Malta's foreign policy
Soon after being sworn in as Minister of Foreign Affairs, Dr Michael Frendo plunged into the very difficult task of trying to map out the changes which need to be made in Malta's foreign policy-making structures, a task naturally dictated by EU...
Soon after being sworn in as Minister of Foreign Affairs, Dr Michael Frendo plunged into the very difficult task of trying to map out the changes which need to be made in Malta's foreign policy-making structures, a task naturally dictated by EU membership.
For many years we have debated broad principles about Malta's foreign policy directions such as relations with our neighbours, the EU, neutrality and other related items. That was useful. But now EU membership imposes on us new obligations and opportunities as well.
The EU is promoting the Euro-Mediterranean Partnership and its Neighbourhood Policy both of which, if successful, could promote Malta's security as well. So it is of crucial importance to see how national foreign policies interface with these EU initiatives and how by a process of Europeanisation of our own policies we could make the latter more effective.
The second obligation dictated by membership is that we have to collaborate more closely with the foreign ministries of fellow EU member states not only to achieve the EU's aims but also to help our EU partners achieve their own goals. And we should expect to find such collaboration available to us from our partners when we need it.
Most tellingly, Malta also needs to look at the role of its embassies and diplomatic service in promoting trade and investment. That assessment is important as well.
The process of consultation was reported to be continuing inside the ministry and we are confident that it will come to a successful conclusion after which the minister should unveil his plans for a public discussion.

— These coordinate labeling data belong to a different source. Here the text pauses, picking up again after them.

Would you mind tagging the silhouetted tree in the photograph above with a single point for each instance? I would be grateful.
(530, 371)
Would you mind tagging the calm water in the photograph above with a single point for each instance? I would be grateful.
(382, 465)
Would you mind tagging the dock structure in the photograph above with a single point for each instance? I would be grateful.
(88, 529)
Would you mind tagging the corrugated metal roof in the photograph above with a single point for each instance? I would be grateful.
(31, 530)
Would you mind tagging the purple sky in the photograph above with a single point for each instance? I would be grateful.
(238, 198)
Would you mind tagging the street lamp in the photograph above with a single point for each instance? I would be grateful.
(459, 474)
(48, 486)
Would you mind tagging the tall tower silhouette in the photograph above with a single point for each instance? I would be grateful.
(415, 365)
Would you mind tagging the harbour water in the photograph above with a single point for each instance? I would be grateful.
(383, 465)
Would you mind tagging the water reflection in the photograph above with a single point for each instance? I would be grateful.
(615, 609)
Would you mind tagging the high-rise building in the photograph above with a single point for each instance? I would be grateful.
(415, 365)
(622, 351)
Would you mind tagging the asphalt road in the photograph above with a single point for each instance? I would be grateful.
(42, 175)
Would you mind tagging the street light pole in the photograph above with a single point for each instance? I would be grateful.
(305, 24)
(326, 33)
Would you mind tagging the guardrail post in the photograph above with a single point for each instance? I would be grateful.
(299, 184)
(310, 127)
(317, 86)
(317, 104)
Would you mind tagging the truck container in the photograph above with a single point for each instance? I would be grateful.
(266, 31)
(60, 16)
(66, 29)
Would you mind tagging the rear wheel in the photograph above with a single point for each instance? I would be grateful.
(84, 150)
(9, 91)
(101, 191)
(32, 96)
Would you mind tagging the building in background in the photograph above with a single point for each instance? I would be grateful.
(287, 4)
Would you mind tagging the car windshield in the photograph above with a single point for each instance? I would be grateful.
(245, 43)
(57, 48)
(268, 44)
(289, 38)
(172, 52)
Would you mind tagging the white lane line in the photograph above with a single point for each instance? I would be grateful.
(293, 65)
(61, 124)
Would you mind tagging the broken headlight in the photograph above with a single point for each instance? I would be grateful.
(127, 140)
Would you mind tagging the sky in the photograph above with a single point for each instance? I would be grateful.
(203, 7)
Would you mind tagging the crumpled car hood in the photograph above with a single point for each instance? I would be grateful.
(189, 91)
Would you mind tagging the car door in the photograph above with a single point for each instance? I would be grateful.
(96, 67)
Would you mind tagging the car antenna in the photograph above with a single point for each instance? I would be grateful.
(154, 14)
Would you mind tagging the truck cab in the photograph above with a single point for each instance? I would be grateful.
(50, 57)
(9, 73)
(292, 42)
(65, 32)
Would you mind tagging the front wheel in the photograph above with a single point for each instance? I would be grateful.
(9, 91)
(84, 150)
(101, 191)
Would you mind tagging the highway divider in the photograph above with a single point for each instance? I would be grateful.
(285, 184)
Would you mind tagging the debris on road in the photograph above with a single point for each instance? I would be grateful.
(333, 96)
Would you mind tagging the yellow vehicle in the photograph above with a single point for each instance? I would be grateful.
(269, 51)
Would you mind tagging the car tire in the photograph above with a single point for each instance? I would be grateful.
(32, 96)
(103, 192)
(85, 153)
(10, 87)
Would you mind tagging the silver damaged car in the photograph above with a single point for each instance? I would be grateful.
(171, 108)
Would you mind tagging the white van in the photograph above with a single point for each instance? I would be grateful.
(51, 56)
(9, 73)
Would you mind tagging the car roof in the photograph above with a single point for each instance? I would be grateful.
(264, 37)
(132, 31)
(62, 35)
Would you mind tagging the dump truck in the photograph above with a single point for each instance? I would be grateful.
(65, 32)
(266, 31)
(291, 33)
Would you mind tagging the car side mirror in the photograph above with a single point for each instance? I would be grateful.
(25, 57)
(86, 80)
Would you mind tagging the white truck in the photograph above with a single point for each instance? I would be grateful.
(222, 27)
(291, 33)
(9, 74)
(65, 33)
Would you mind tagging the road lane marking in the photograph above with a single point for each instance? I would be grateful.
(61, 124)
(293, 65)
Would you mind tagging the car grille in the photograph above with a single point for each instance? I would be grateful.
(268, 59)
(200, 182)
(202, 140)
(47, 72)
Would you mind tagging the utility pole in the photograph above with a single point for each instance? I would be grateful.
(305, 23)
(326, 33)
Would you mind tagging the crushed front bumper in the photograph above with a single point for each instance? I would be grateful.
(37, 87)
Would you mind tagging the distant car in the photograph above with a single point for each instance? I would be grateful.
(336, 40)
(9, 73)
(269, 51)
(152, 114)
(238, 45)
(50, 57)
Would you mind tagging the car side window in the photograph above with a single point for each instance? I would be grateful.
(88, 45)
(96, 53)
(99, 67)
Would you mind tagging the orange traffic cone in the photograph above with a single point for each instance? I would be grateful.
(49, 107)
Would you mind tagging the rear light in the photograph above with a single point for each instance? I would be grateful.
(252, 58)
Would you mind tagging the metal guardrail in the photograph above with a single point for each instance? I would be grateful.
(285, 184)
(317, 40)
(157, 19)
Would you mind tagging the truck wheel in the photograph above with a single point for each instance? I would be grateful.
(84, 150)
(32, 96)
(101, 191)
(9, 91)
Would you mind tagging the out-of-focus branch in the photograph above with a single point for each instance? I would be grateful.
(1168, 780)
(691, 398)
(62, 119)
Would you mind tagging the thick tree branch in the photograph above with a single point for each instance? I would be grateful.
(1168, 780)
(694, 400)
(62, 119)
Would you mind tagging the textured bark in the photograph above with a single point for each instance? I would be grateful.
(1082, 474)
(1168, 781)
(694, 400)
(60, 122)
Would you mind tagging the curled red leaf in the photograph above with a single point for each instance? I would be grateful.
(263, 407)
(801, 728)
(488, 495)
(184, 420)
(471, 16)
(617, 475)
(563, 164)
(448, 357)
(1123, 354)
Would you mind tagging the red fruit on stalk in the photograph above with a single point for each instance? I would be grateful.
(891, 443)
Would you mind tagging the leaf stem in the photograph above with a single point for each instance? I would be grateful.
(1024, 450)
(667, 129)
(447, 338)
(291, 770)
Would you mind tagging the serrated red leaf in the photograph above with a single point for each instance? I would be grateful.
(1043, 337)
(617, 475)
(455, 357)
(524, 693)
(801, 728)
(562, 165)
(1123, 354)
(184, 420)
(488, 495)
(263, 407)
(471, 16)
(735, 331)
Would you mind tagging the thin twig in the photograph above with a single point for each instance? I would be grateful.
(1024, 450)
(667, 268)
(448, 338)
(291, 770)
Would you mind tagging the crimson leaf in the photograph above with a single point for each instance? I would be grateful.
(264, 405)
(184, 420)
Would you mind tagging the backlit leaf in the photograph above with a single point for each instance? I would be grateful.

After all, foreign policy is of public interest, and the ministry should at least discard one major characteristic (taboo) of past practice by not shying away from engaging the public. Indeed the Maltese must grasp the significance of the sea-change which occurred last May, namely that they have become citizens of a political entity, the EU, which is a global player. And they must seek to position themselves better in order to exploit this.
Our diplomatic service must also be placed under greater public scrutiny. The public needs to be informed about what these officials are doing overseas, what their mission is and what results they are obtaining. Since Malta's independence successive governments have been quite economical with this kind of information - in some cases for understandable reasons, in others God knows why.
The European Movement (Malta) looks positively on the exercise that is going on in Malta's foreign policy domain and augurs its success.
What is also required in this country is a proper think-tank in foreign affairs, a small but efficient institution to put forward policy papers which will help in a clearer formulation of foreign policy goals and the methods of achieving them.
In Malta we still do not have our local equivalent of a public institute for international affairs combining if possible analysts who represent the whole of the Maltese political spectrum as well as the commercial sector which also has a stake in Malta's external relations.
Foreign policy, after all, does not only deal with high politics but also with such important matters as market and investment opportunities. And in the thinking that goes into all this, the Maltese cannot simply rely on others to do it for them. Nor should they continue to rely on the musings of a few isolated gurus and speechwriters. A more systematic approach is required and one that is more lasting, possibly riding above the waves of partisan political agendas and looking at the national interest first.
Other states have been able to achieve this. To say that Malta is unable, in its own limited way, of reaching such standards is to claim that we are just a half-state - which we are not.